Он держался все время к ветру спиной, и ему удавалось идти почти по прямой, ровно так, как указал Чино, но незаметно для себя он сбивался-таки на восток, замечая это, лишь когда ветер начинал дуть в ухо. Тогда он снова выправлялся. Он пристально вглядывался в желтую мглу впереди, прикрывал ладонью дырявый глаз и смотрел единственным глазом, потом прикрывал зрячий и вглядывался подслеповато тем, что был без стекла, и ничего определенного в тусклой мути не мог разглядеть. Впрочем, в результате этих упражнений ему начали мерещиться впереди какие-то очертания. Он остановился, всмотрелся попристальней, Контуры построек и крыш запрыгали перед ним, но он отогнал наваждение и снова уперся в пустоту и мрак, которые обступали во всей своей неприглядности, во всей своей безнадежности… Тем слаще было знать — что они скрывают, что таят. Тем радостнее разгадать их уловки, не поддаваться на обман, а идти к цели — по прямой, дальше и дальше.
Он думал: и фляги и бочку наполним, обязательно…
И еще: или просто к источнику переселимся…
И еще: палатки-то есть… И еще; а отчего ж не сразу-то, кошара какая-то, зачем нужна… Но вспомнил, что источника этого на карте нет, а Воскресенская только картам и верит, и что для всего-то мира источник и появится, когда его откроют, когда он его откроет. И в который раз обрадовался.
Он шел и шел, и хотелось пить, и губы так высохли, что стали мелко трескаться, и чтобы не думать о них, а главное — не сплевывать, он начал напевать и шел, напевая песенку, которую слышал еще в Москве. Вот такую:
Один солдатик упал на снег,
На снег, на снег, уснул.
Друзья простились с ним в бою.
Баю-баю-баю…
Но теперь он был учен, напевал с закрытым ртом, и этот вокализ сливался с подвываниями бури. И он думал: вчера ведь целая бочка была, а я не пил… И вместе представлял солдатика на снегу, и как тот сперва лежит, а над ним свистит ветер, а потом протягивает руку, сжимает в кулаке снег, подносит ко рту, и пьет, и — пьет, а уж только потом — засыпает…
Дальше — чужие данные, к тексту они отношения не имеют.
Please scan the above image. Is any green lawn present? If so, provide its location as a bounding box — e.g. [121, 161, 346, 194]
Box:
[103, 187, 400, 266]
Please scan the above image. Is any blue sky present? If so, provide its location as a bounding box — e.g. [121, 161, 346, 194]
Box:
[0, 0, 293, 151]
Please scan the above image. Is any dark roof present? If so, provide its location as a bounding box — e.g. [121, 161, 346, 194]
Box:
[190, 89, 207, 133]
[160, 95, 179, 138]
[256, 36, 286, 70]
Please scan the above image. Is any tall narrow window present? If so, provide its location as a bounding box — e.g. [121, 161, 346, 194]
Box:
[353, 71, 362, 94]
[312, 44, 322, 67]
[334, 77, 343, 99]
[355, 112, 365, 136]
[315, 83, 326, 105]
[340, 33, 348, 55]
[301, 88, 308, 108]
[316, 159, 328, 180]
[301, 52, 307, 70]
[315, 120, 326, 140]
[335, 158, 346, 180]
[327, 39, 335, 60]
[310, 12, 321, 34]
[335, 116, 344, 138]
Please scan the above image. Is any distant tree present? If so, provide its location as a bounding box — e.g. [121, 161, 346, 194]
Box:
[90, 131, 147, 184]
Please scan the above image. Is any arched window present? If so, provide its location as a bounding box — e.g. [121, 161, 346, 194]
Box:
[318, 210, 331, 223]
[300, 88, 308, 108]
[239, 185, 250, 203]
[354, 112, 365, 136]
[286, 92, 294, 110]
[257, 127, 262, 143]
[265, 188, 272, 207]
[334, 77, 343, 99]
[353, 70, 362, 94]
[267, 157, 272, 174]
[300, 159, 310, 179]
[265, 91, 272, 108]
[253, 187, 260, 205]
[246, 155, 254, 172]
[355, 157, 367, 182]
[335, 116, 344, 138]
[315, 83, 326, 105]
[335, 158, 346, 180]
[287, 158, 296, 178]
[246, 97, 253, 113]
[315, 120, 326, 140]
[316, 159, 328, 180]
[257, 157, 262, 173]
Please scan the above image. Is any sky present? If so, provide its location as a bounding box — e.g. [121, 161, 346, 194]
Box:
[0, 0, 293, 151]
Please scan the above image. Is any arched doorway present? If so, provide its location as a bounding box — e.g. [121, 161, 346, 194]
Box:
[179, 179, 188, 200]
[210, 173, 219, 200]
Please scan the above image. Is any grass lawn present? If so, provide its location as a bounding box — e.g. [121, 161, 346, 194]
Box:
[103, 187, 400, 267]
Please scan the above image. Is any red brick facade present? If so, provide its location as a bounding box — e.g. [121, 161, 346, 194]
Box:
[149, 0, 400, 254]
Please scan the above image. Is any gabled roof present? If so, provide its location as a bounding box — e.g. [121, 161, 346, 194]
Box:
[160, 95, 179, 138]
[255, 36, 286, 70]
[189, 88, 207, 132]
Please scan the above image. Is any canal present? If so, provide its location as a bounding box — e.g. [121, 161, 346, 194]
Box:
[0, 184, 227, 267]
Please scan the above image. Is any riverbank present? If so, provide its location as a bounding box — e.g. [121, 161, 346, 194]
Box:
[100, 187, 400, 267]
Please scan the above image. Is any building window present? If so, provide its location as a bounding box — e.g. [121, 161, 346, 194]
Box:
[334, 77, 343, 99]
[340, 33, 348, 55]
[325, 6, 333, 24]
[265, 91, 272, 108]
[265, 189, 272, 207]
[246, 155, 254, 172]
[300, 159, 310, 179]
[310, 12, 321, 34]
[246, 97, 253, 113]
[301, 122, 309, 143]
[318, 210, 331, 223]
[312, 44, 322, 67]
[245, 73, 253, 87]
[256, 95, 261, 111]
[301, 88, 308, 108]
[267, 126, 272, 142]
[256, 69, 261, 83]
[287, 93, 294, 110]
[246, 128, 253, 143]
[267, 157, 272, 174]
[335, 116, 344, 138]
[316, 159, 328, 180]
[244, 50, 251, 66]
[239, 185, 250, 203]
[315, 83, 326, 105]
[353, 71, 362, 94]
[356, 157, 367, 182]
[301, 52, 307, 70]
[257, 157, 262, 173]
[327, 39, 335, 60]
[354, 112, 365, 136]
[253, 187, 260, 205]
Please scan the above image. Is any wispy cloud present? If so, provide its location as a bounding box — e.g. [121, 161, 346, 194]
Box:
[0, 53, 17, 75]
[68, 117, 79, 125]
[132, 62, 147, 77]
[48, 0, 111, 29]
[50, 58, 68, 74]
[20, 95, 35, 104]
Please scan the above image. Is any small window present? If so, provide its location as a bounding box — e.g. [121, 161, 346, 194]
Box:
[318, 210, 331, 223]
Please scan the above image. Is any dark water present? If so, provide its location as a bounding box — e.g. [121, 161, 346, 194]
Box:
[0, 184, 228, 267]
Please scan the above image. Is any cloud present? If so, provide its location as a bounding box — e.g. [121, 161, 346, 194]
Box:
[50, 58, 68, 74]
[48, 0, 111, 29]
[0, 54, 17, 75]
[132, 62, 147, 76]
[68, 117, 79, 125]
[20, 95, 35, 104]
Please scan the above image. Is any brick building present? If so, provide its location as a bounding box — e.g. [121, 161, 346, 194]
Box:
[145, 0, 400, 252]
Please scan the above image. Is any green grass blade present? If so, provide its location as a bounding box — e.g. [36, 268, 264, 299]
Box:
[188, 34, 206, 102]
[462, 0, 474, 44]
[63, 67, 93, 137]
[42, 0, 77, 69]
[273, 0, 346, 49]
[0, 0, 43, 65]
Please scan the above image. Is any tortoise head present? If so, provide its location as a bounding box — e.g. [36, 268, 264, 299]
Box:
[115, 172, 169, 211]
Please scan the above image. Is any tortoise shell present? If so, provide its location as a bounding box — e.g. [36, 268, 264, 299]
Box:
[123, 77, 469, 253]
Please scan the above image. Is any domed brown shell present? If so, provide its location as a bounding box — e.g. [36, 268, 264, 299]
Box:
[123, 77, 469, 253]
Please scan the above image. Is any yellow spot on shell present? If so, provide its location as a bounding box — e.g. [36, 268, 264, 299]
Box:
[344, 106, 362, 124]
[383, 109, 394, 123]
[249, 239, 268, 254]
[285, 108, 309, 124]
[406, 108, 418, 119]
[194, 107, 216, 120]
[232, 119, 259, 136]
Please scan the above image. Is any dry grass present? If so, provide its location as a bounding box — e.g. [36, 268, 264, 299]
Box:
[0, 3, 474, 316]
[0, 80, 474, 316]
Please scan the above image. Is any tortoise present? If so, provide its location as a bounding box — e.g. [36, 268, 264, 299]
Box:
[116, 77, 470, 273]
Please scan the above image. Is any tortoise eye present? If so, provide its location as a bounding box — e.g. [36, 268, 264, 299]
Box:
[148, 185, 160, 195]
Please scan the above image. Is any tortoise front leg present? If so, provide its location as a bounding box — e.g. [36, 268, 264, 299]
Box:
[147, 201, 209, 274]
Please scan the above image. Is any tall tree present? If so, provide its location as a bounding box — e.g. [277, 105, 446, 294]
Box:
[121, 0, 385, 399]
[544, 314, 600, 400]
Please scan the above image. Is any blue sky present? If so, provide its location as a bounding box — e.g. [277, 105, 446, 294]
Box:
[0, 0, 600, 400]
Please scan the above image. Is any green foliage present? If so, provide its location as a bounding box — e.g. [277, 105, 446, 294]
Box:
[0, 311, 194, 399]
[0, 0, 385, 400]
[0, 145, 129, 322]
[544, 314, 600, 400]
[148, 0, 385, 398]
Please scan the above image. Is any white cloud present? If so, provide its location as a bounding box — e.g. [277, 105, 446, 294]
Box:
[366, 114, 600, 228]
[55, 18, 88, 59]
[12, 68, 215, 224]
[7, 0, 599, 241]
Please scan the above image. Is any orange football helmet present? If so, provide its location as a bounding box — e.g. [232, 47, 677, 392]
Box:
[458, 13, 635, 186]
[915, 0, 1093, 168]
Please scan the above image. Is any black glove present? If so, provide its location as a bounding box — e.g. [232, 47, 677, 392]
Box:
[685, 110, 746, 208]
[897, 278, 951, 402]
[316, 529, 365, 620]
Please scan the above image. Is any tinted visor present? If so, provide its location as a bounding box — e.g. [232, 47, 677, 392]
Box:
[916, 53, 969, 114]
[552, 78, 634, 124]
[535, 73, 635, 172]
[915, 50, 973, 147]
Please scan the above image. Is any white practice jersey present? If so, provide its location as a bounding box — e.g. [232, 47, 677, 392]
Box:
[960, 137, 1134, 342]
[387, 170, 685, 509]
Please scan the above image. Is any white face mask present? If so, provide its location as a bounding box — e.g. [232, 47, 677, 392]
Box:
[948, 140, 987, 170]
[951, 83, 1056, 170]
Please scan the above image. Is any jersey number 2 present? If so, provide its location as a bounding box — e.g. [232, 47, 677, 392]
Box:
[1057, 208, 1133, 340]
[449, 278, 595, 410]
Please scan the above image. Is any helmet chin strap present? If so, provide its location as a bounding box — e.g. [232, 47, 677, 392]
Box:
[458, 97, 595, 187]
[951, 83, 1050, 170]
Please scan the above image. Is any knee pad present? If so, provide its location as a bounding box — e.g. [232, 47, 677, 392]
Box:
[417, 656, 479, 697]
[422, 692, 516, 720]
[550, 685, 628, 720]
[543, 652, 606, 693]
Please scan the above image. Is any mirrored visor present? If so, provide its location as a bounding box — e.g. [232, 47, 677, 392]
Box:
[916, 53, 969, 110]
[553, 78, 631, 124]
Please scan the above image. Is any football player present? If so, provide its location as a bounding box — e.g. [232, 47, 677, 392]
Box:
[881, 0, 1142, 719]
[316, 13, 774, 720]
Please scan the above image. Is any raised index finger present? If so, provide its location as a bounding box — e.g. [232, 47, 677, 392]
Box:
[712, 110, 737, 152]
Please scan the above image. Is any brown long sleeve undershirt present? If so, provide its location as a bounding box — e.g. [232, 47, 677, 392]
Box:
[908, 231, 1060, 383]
Вглядываясь, бредя невольно тише, парень видел теперь в том месте, откуда вставала стена песка, — темную полоску. Она медленно расширялась, края ее расплывались, мгла делалась ее продолжением, и все вместе — морем, и он шел по дюнам, утопая по щиколотку, а в руках у него было ведро. Море было все ближе, ближе, сейчас он нагнется, нагнется и зачерпнет, и в ведре будет вода, вода непременно, а не песок, как однажды во сне было… Парень споткнулся, упал и от удара очнулся.
Сон снился ему на ходу, но сейчас он тряхнул головой — и все пропало. Сухая земля, сухой колющий воздух, и ветер, и ничего впереди. При падении очки свалились ему на колени, он нащупал их, нацепил снова. И стал копать в песке ямку, докопал до влажного, впился во влажное пальцами, ухватил горсть, сунул быстро в рот. Принялся было сосать, но песок залепил и язык, и нёбо, и зубы и вбирал остатки слюны и последнюю влагу… Природа начала с ним свою игру, знакомую утопающим, заблудившимся, попавшим в пургу. Будто весь запас надежды, которая назначалась на будущую жизнь, а теперь может остаться нерастраченной, природа, играючи, отпускает в последний час. Вот только что под рукой был темный, влажный песок. Бессомненно влажный, потому что если сжать его в ладони — а потом отпустить, он останется одним сырым комком, слепится, не рассыплется, даже отпечатки пальцев сохранятся на нем. Но положи его в рот — капли влаги не станет на языке: ни влаги, ни даже запаха влаги.